Los componentes del grupo sí tienen asumido la importancia del patrimonio etno-histórico. Hemos pretendido que AFU sea un vehículo de formación actitudinal, y un altísimo porcentaje de su gente asume esa importancia. Y esta cualificación formativa ha servido para que, una vez se produzca la incorporación a la sociedad, estos se dediquen, a su vez, a "formar gentes". Incluso se ha dado el caso de personas, que ocupan puestos de responsabilidad en ayuntamientos (concejales de cultura), los cuales han contado con esta inestimable "base de datos".

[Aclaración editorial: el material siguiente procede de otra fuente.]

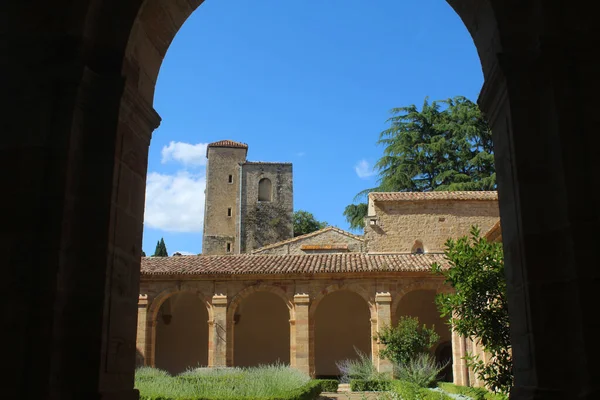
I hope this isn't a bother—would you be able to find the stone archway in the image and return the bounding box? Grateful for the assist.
[5,0,600,398]
[310,288,373,377]
[227,284,294,366]
[154,291,209,375]
[230,291,290,367]
[143,288,214,372]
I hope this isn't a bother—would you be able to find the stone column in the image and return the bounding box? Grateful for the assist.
[452,329,470,386]
[292,293,314,374]
[135,294,149,366]
[372,292,393,374]
[479,20,600,400]
[209,294,227,367]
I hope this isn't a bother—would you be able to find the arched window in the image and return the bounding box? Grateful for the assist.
[412,240,425,254]
[258,178,272,201]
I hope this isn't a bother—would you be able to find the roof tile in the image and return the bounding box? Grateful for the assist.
[369,191,498,201]
[142,253,449,276]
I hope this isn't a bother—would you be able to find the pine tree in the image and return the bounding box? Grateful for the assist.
[344,96,496,229]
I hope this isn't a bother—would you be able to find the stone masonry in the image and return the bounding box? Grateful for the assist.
[252,226,366,254]
[202,140,293,255]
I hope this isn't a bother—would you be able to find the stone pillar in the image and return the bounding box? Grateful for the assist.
[452,329,470,386]
[373,292,394,374]
[292,293,314,374]
[209,294,227,367]
[479,14,600,400]
[135,294,151,366]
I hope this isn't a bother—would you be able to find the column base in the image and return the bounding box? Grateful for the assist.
[99,389,140,400]
[509,386,568,400]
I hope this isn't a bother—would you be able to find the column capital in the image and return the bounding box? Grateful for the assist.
[294,293,310,304]
[119,85,161,139]
[212,294,227,306]
[375,292,392,304]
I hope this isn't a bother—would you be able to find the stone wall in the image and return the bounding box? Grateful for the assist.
[202,147,246,255]
[137,272,448,375]
[365,200,500,253]
[254,228,366,254]
[240,162,294,253]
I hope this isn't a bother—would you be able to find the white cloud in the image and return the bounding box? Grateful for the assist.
[354,159,375,179]
[161,141,208,167]
[144,171,206,233]
[173,251,198,256]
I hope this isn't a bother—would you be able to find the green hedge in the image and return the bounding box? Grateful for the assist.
[140,380,324,400]
[350,379,392,392]
[438,382,508,400]
[316,379,340,393]
[391,381,453,400]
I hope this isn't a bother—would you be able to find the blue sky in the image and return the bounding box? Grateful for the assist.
[143,0,483,255]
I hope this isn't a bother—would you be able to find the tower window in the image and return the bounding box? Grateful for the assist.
[412,240,425,254]
[258,178,273,201]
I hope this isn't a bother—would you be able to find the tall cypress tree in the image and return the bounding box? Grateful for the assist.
[152,240,161,257]
[160,238,169,257]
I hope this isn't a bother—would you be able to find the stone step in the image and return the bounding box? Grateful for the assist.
[338,383,350,393]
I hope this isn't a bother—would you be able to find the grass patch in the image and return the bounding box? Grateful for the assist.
[438,382,508,400]
[135,365,321,400]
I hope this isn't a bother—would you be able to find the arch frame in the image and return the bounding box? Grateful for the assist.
[144,287,214,367]
[226,283,295,367]
[308,282,377,377]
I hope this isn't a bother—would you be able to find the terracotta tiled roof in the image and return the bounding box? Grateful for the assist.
[369,191,498,201]
[244,161,292,165]
[483,220,502,242]
[206,140,248,157]
[250,226,365,254]
[142,253,448,277]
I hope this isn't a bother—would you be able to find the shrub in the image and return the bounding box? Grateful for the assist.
[335,347,391,383]
[432,226,513,393]
[316,379,340,392]
[377,317,440,364]
[350,379,392,392]
[396,354,447,387]
[135,365,321,400]
[438,382,508,400]
[392,381,453,400]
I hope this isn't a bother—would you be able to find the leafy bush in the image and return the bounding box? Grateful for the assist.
[438,382,508,400]
[432,226,513,393]
[316,379,340,392]
[135,365,316,400]
[350,379,392,392]
[392,381,453,400]
[377,317,440,364]
[135,367,171,380]
[335,347,391,383]
[396,354,447,388]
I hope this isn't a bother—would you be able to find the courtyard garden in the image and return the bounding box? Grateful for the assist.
[135,361,506,400]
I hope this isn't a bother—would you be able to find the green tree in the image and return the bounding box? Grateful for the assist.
[344,203,367,230]
[294,210,327,237]
[344,96,496,229]
[432,227,513,393]
[152,238,169,257]
[377,316,440,365]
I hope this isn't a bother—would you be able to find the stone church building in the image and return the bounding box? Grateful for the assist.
[137,141,499,384]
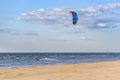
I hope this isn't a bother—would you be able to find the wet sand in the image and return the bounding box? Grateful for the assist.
[0,61,120,80]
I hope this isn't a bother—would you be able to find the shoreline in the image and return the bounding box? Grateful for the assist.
[0,60,120,80]
[0,60,120,69]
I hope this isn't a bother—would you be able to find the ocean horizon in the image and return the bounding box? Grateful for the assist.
[0,52,120,68]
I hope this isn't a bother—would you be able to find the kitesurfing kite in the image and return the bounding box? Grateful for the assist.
[69,11,78,25]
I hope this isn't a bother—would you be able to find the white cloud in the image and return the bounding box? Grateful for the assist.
[17,3,120,29]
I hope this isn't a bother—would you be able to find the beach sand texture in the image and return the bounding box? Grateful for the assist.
[0,61,120,80]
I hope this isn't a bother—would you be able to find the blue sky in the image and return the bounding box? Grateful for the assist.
[0,0,120,52]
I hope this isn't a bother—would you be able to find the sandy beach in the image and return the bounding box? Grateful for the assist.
[0,61,120,80]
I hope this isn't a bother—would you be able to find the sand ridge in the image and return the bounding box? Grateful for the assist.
[0,61,120,80]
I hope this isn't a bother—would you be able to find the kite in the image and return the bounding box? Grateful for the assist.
[69,11,78,25]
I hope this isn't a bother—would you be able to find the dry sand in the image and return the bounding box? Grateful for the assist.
[0,61,120,80]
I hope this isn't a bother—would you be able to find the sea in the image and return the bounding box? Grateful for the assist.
[0,53,120,68]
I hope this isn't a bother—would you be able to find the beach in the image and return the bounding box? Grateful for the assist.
[0,61,120,80]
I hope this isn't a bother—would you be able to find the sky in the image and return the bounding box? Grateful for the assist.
[0,0,120,52]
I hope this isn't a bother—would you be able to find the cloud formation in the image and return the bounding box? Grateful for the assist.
[17,3,120,29]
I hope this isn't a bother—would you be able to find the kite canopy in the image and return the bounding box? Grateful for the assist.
[70,11,78,24]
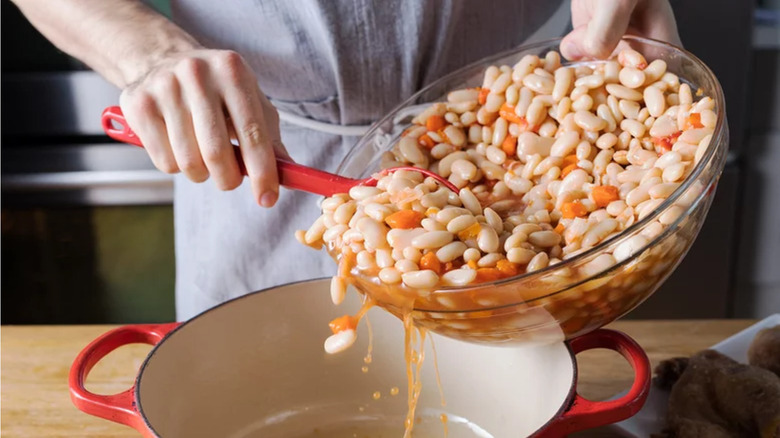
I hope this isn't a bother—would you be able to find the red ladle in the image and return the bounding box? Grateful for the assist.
[101,106,458,196]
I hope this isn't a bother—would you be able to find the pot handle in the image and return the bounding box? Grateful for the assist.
[540,329,651,437]
[68,322,179,430]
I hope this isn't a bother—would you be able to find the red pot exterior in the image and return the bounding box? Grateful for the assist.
[69,323,650,438]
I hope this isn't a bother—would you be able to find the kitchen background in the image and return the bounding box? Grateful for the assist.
[0,0,780,324]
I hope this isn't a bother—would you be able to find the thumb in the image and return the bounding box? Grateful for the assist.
[561,0,636,59]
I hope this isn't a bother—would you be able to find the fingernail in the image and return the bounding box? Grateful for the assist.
[561,41,582,60]
[260,191,279,208]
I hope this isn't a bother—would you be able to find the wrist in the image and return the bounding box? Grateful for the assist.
[115,30,203,88]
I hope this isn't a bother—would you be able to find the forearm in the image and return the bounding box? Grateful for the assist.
[13,0,200,88]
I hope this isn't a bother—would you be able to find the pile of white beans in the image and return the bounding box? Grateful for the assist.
[296,49,717,322]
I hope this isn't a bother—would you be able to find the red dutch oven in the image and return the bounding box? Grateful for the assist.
[69,280,650,438]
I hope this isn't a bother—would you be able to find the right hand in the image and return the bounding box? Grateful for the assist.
[120,49,289,207]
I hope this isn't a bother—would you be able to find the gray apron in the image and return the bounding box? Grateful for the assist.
[171,0,560,320]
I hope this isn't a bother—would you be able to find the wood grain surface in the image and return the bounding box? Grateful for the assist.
[0,320,755,438]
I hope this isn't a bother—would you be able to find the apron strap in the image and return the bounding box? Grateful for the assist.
[277,109,371,137]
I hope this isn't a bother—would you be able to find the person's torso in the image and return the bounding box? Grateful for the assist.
[172,0,560,125]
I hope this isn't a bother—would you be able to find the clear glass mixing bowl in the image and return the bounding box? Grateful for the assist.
[338,37,728,343]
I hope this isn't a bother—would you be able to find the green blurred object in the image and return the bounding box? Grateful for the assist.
[92,207,174,322]
[2,206,175,324]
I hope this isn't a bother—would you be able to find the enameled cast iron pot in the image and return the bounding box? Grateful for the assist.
[69,280,650,438]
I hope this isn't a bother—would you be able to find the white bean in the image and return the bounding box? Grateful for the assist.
[528,231,561,248]
[526,252,550,272]
[606,84,642,101]
[663,163,685,182]
[330,276,347,306]
[412,231,455,249]
[357,217,387,250]
[458,188,482,215]
[441,268,477,286]
[552,67,574,102]
[447,214,477,234]
[612,235,648,263]
[477,227,498,253]
[618,67,645,88]
[523,74,555,94]
[506,248,536,265]
[323,329,357,354]
[401,269,439,289]
[574,111,607,132]
[548,132,580,157]
[643,87,666,118]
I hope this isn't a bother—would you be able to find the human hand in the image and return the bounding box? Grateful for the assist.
[120,48,289,207]
[561,0,682,60]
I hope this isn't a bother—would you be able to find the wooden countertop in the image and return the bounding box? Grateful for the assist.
[0,320,755,438]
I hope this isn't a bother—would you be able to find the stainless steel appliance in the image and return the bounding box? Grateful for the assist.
[0,0,768,323]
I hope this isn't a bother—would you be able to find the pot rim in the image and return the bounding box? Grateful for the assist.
[133,277,578,438]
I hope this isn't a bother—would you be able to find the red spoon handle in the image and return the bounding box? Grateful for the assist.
[101,106,360,196]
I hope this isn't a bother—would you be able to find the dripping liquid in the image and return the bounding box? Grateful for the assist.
[331,250,448,438]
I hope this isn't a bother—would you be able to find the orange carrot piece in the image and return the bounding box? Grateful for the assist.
[684,113,704,129]
[420,251,442,275]
[385,210,423,229]
[496,260,520,277]
[498,103,528,124]
[651,131,682,155]
[561,201,588,219]
[477,88,490,105]
[458,223,482,240]
[417,134,436,149]
[425,114,447,132]
[561,164,578,178]
[328,315,358,335]
[501,134,517,157]
[591,186,620,208]
[475,268,503,283]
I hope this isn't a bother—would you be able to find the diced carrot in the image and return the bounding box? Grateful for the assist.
[425,114,447,132]
[562,154,580,167]
[653,137,673,155]
[501,134,517,157]
[561,201,588,219]
[591,186,620,208]
[420,251,442,275]
[477,88,490,105]
[651,131,682,155]
[328,315,358,335]
[498,103,528,128]
[496,260,520,277]
[683,113,704,129]
[425,207,441,217]
[417,134,436,149]
[561,164,578,178]
[475,268,503,283]
[385,210,423,229]
[458,223,482,241]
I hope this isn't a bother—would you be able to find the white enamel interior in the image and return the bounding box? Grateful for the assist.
[138,280,574,438]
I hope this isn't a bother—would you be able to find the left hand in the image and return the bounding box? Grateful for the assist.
[561,0,682,60]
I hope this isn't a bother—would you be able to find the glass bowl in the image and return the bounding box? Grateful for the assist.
[338,37,728,343]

La AFU, pues, ha actuado de catalizadora. La gente que sale de aquí ha pasado a formar parte de otros colectivos (también, cómo no, otros grupos), en los que han seguido desarrollando una digna labor.
¿Tiene algún programa la Universidad en este sentido?
Existe otro colectivo en la Escuela Universitaria de Magisterio, que ha seguido  una  línea bien  diferente  a  la nuestra. Se han decantado por un marcado acento "purista", que les hace entender el folclore como algo inamovible. Es la línea trazada por Carmen Nieves Luis y Manolo Perera, muy respetable, pero que no comparto en absoluto.
El entrevistado saca  a colación varios pasajes de su libro "El Folclore de Lanzarote", así como otros trabajos, por ejemplo, el prólogo que realizó para el libro de Manuel Haro Manzano, "Coplas Canarias, ecos de mar y volcán". De los mismos me permito reproducir estos fragmentos:
Pero la capacidad expresiva del isleño ha ido derivando por otros derroteros. El inevitable (y en algunos aspectos devastador) progreso ha ido desdibujando la identidad cultural de nuestra gente, haciéndonos perder, poco a poco, la capacidad de valorar lo nuestro, de saber utilizar los canales de expresión que nos fueron legados por nuestros ancestros, de poseer la audacia de encerrar al universo en una copla.[1]
El folclore, como manifestación cultural, se ha venido transmitiendo de padres a hijos, constituyendo un legado ancestral  que repetía sus formas enriquecidas con las aportaciones de cada generación.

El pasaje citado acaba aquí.